We live, in a sense, in the world that Mankiewicz and Hearst and Mayer and the rest of them made: one where the moving image has profoundly affected the way we perceive reality and what we believe to be true. In Mank’s 1930s timeline, Mankiewicz is just catching on to the power that images, whether or not they’re “real,” exercise over the ordinary people who watch them. At one point, he says flippantly that he can’t imagine regular moviegoers would actually fall for the messages they see on screen. He soon learns he vastly overestimated the regular moviegoer.

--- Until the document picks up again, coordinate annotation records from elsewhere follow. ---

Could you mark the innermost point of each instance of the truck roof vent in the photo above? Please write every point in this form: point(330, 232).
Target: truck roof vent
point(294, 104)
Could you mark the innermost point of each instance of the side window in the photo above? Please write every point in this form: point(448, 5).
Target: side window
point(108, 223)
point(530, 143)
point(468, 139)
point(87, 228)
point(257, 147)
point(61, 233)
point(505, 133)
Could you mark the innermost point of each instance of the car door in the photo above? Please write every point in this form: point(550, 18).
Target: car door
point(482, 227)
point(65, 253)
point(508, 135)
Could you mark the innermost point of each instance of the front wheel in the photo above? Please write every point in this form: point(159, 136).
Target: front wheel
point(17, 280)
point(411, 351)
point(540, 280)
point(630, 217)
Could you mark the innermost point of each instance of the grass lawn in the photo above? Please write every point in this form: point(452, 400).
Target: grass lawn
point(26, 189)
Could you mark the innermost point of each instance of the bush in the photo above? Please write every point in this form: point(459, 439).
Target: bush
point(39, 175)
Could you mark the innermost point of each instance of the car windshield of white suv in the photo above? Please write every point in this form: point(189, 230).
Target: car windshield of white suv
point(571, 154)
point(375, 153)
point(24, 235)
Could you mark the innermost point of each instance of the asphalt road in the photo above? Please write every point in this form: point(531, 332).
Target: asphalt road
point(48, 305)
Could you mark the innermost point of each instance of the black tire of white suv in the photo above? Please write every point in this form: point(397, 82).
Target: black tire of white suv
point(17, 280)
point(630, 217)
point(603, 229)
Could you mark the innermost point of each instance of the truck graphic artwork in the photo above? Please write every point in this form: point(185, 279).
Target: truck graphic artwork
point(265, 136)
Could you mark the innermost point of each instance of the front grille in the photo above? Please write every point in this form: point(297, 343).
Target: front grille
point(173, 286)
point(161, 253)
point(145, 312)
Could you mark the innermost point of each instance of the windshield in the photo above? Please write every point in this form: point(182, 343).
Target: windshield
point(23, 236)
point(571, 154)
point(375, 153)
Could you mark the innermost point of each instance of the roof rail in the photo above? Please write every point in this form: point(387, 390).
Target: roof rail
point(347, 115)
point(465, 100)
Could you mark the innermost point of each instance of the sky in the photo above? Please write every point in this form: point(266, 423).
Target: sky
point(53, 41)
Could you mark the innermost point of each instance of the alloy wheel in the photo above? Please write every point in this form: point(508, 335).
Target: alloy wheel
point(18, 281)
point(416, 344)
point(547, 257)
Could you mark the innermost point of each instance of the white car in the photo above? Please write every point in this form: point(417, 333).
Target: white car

That lesson resonates at the tail end of 2020, for social and political reasons I probably don’t need to explain. But it’s also why Mankiewicz’s dawning realization and slow decision to throw himself under the bus — by writing what turned out to be not just his best movie, but quite possibly Hollywood’s best movie — is so poignant. It’s an inkling of the promise of cinema, and also the limitations of cinema.
Meanwhile, it’s difficult to ignore the irony of a movie like Mank being produced by Netflix, a Hollywood upstart, to be viewed, mostly, on people’s TVs and laptop screens. The Hollywood that Herman J. Mankiewicz worked in was on the precipice of a shift, a loss of innocence, as the studio system began to stagnate and new ways of doing business appeared on the horizon. A similar shift looms now, due in no small part to a decline in the communal experience of going to the theater and studios’ foregrounding of individualistic movie-”going” via small screens. There’s a lesson in there, somewhere, though I’m not sure we’ll know what it is till we get a few years’ worth of distance.
But what’s obvious, from Mank, is that movies aren’t built to save anyone. They never have been. They can be transformative; they can do good in the world; they can change people’s outlooks in many ways. But not simply because they’re movies. Any impact a movie has is the result of an artist choosing to look past the end of their own nose and do something vulnerable, purposeful, and risky. Entering someone else’s experience through a movie is different from being presented with statistics, or polemics.
When people in power harness the moving image to benefit their own ends, they do just the opposite of saving the world. What Mank suggests is that daring to take movies (and, by extension, TV) seriously, and seeing them for the cultural bellwether they are, requires some courage and perhaps a bit of recklessness. There’s no guarantee that your efforts will be rewarded. Never mind. It is work worth doing.
Mank premieres December 4 on Netflix.